I found myself the other day musing on the subject of false memory. I will explain momentarily why I should have been so doing, but I should first clarify that I am referring to false memories themselves and not to ‘false memory syndrome’ – which is rather different. On the latter Wikipedia offers:
False memory syndrome is a condition in which a person’s identity and interpersonal relationships center on a memory of a traumatic experience that is objectively false but that the person strongly believes. Note that the syndrome is not characterized by false memories as such. We all have inaccurate memories. Rather, the syndrome is diagnosed when the memory is so deeply ingrained that it orients the individual’s entire personality and lifestyle—disrupting other adaptive behavior.
Nothing disruptive in my case – just ‘inaccurate memories’. In a 2013 article for ‘Time‘ Tara Thean wrote:
The phenomenon of false memories is common to everybody — the party you’re certain you attended in high school, say, when you were actually home with the flu, but so many people have told you about it over the years that it’s made its way into your own memory cache. False memories can sometimes be a mere curiosity, but other times they have real implications. Innocent people have gone to jail when well-intentioned eyewitnesses testify to events that actually unfolded an entirely different way.

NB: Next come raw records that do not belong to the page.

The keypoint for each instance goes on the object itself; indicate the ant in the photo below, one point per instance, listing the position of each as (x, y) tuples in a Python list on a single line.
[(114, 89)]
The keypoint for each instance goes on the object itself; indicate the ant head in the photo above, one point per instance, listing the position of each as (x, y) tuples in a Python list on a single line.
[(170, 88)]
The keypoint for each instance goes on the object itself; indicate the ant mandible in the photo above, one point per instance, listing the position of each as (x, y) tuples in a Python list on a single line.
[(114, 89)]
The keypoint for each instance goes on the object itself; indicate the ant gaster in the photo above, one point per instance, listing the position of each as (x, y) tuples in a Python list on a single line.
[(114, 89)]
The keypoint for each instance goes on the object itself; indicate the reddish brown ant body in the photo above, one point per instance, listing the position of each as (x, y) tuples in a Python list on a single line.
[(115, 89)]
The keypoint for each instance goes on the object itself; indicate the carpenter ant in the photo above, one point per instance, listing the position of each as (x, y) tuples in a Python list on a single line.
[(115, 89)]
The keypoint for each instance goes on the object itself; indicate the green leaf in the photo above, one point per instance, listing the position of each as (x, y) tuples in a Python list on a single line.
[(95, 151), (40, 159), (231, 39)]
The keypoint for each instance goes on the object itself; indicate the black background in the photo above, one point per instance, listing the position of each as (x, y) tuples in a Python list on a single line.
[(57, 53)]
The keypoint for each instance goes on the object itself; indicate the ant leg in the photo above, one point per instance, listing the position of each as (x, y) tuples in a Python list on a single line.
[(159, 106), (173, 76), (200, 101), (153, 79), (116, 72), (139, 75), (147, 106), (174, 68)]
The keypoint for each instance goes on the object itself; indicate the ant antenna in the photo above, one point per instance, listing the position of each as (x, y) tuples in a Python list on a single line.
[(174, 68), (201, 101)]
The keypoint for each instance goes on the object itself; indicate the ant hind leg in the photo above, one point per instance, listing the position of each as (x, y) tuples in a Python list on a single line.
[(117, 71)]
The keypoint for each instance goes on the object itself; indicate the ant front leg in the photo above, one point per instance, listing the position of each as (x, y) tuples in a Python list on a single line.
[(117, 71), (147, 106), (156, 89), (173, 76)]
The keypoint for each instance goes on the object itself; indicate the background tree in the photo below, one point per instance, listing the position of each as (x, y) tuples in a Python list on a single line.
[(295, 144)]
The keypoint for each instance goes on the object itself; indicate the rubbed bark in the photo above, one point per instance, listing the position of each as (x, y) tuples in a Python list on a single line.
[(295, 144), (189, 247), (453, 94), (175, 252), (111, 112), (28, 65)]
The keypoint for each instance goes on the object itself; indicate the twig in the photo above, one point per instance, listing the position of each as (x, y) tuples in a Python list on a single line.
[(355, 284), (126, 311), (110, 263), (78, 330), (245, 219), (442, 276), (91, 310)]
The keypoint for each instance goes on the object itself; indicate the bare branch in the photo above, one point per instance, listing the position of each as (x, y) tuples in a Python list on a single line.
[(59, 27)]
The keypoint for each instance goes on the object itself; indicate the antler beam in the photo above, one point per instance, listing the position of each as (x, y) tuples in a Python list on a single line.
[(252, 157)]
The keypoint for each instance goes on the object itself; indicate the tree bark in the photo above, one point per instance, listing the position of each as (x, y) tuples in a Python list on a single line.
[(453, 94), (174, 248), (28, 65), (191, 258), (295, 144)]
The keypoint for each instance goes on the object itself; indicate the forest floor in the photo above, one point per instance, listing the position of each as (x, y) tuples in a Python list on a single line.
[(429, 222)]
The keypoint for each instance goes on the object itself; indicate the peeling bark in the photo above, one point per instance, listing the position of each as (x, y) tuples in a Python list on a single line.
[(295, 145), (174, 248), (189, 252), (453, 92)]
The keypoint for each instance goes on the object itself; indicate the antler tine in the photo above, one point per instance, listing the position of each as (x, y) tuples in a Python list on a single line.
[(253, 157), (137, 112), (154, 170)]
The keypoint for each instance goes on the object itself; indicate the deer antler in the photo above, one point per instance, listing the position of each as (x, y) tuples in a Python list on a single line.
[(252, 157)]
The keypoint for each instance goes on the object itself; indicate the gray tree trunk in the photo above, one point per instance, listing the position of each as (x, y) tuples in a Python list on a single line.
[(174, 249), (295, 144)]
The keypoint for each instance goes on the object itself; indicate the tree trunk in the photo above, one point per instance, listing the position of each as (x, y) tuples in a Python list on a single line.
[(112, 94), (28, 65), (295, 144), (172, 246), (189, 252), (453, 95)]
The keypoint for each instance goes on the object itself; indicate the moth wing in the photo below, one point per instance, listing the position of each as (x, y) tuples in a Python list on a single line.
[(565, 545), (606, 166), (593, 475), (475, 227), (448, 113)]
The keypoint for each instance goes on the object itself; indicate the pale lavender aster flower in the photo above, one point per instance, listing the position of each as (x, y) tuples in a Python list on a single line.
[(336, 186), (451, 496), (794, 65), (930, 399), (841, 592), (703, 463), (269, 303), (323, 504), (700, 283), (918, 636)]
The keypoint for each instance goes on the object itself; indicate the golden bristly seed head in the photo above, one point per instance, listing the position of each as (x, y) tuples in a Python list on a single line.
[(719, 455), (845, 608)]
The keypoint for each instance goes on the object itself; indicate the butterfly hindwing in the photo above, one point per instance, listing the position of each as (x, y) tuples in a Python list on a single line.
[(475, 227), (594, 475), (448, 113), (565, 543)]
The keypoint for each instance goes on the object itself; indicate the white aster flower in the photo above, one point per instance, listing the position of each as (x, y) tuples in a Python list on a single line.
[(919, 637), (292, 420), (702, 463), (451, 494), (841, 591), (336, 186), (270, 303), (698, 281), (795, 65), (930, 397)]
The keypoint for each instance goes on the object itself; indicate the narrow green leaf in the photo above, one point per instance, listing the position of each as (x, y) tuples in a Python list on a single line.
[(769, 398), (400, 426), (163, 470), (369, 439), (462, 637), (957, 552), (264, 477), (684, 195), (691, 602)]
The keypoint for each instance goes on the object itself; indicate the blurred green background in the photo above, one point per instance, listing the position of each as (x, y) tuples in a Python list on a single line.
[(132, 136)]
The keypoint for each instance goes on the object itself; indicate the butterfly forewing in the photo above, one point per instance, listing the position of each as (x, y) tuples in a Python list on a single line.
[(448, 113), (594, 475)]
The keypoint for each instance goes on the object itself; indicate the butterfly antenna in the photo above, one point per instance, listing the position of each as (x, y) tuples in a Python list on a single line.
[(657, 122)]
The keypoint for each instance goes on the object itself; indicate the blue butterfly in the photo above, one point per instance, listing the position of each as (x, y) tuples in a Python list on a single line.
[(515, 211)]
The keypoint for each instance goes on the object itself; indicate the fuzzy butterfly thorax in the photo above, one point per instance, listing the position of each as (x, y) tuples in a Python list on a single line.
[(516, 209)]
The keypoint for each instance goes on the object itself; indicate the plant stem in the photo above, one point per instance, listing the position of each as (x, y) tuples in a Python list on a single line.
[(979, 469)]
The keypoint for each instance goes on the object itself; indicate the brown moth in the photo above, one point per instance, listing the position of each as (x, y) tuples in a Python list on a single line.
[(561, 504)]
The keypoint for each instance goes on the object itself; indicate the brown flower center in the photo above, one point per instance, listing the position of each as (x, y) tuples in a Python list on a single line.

I have long been aware that certain memories from my very early childhood are demonstrably false. Having spent the first six years of my life in what is now very definitely a suburb of the London metropolis I am convinced that I can recall the infamous ‘pea-soupers’ – those sometime lethal London smogs. That the ‘Great Smog‘ of 1952 – as a result of which some four thousand people are thought to have died – led in the ‘Clean Air Act of 1956‘ to the banning of the burning of all but smokeless fuels within the capital, suggests that any memories that I have of such events are probably incorrect, particularly as I – born as I was in 1954 – have no other clear memories before the ages of four or five.
Much the same must apply to my ‘memory’ of having seen horse-drawn milk floats ‘when I were a nipper’! As far as I can work out they pretty much all disappeared shortly after the war to be replaced by electric floats. It may have been that there were still horse-drawn rag and bone carts when I was young, but I’m not sure why I would transmute one into the other.
The reason for my recent reverie concerns a slightly later – and in many ways more puzzling – false memory. I was watching – a few days ago – a BBC documentary on the 1966 Football World Cup. (Now – who won that? Gosh – it is so hard to recall!) The reason for the broadcast was – of course – the upcoming fiftieth anniversary of that momentous occasion.
Now – I didn’t watch the 1966 final. It would be yet a good half decade before my parents agreed that we could have a TV, though I could – of course – have watched it elsewhere. I was instead, however, otherwise engaged on the day.
My memory is that I was attending a combined boy scout/girl guide camp at a local campsite that particular weekend. The memory – in which others present were listening to the match on transistor radios – has been quite clear in my mind across the intervening years. I can even vaguely recall the celebrations when the game was won.
Except that – none of that was true! Whilst watching the documentary it quite suddenly – after all this time – occurred to me that I would have been only twelve years old that summer. Those joint scout/guide camps were – understandably in view of the the mores of the time – only for boys and girls at least three or four years older than I then was. I was obviously at some scouting event, but it clearly wasn’t that one…
Odd to think that, whereas as one grows older one expects childhood memories to become less clear, in cases such as this it is the past memory that proves to have been faulty.